This is the class project of CS784 Data Models and Languages. In this project, we crawled to retrieve HTML data from two web sources, and performed information extraction to convert the HTML data into two relational tables. Then, we used Magellan, a data matching system developed here at Wisconsin, to match the two tables. The project has three stages: data crawling and extraction, blocking, and matching.
Project webpage: https://blackruan.github.io/data-matching/.
We chose Yelp and Yellow Pages as our two web sources and crawled 9,947 restaurant htmls from Yelp, 28,787 htmls from Yellow Pages. Next, BeautifulSoup Package was used to extract the information from html and convert it into two relational tables (csv format).
After the previous stage, we had 9,947 tuples in table A (Yelp), 28,787 tuples in table B (Yellow Pages). If we go on with these tables directly, we would have approximately 280,000,000 tuple pairs to perform matching, which was way too many for the matching system. Thus, we needed to apply some simple rules to perform blocking before we go into the next stage. The rules we developed are as follows.
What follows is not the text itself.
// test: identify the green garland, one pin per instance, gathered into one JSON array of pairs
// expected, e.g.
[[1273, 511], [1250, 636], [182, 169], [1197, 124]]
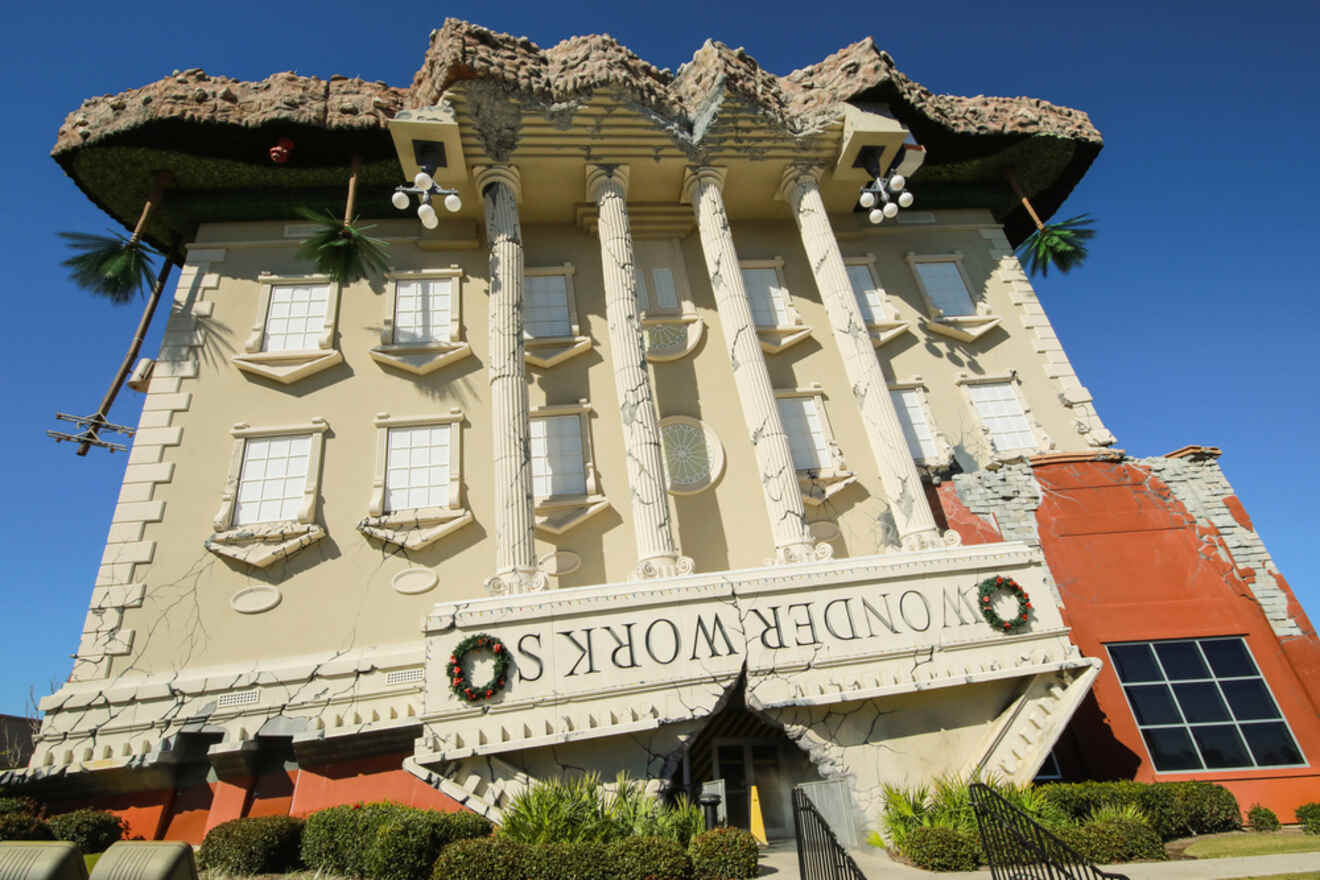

Check blocking explanation for more information. After blocking, the original 280,000,000 tuple pairs was reduced to roughly 21,000 pairs.
We performed cross validation on each of the following methods to select the best matcher.
- Decision Tree (DT)
- Random Forest (RF)
- Support Vector Machine (SVM)
- Naive Bayes (NB)
- Logistic Regression (LG)
- Linear Regression (LN)
Finally, we set Random Forest as our best matcher. Check matching explanation for more details.